Boeing is acknowledging surprise that no serious design flaws were found during the first major series of tests on the laser modules and optics systems for the US Air Force’s YAL-1 Airborne Laser (ABL) missile-defence platform.

ABL testing

“We were prepared for the potential for finding some more substantive changes and they simply have not materialised, so we’re very encouraged by that point,” says Scott Fancher, Boeing’s ABL programme manager. “We really found no fundamental flaws in the design of the laser, nothing that would force us to go and change the internal geometries of the chemical flows, for example, within the laser itself,” he says.

The ABL is being prepared to demonstrate by 2008 its ability to destroy an intercontinental ballistic missile (ICBM) in its boost phase. Flight tests in February and March validated the aircraft’s airworthiness, producing no unexpected findings. Next, the programme began to test the interfaces between the battle management system, which tracks the ICBM, and the beam control system, which aims the laser at the missile. Fancher says the reliability and robustness of the laser design has been the most encouraging result of the tests. In 50 laser operations since December, the system’s unexpected dependability has come as a relief.

Boeing has fired the laser eight times in 24h and has also performed several back-to-back firings, “where we’ve operated the laser, safed the test stand and then gone directly into a second laser operation within 10min. All these are encouraging results for us,” says Fancher. The tests also have shown the chemicals used to produce the laser beam can be stored on board the aircraft for up to 14 days, when five or six days had been predicted.

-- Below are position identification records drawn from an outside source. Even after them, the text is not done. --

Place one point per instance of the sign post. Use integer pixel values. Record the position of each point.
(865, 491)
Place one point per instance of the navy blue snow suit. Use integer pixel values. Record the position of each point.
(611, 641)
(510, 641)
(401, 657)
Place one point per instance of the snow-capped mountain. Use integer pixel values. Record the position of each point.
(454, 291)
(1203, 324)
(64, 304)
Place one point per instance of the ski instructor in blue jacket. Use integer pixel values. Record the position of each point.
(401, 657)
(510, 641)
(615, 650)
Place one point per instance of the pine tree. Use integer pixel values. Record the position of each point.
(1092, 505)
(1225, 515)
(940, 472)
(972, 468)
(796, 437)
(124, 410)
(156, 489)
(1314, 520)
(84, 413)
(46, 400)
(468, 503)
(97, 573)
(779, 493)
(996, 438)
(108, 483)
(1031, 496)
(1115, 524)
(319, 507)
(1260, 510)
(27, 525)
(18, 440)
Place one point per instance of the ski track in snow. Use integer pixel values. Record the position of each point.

As tests continue, the programme also has started working on sorting out future plans. An order for a second ABL platform, presumably another heavily modified Boeing 747, is due in 2008, and the initial studies on cost and performance trades has begun. A key decision is to determine how many laser modules are needed to support the mission. The ABL testbed is now using six, but the programme is considering adding up to eight more. “It’s pretty clear from a cost-benefit perspective [that] fewer, more-efficient modules is going to be a better solution than more less-efficient modules, so where do you invest future development dollars goes into that as well,” says Fancher.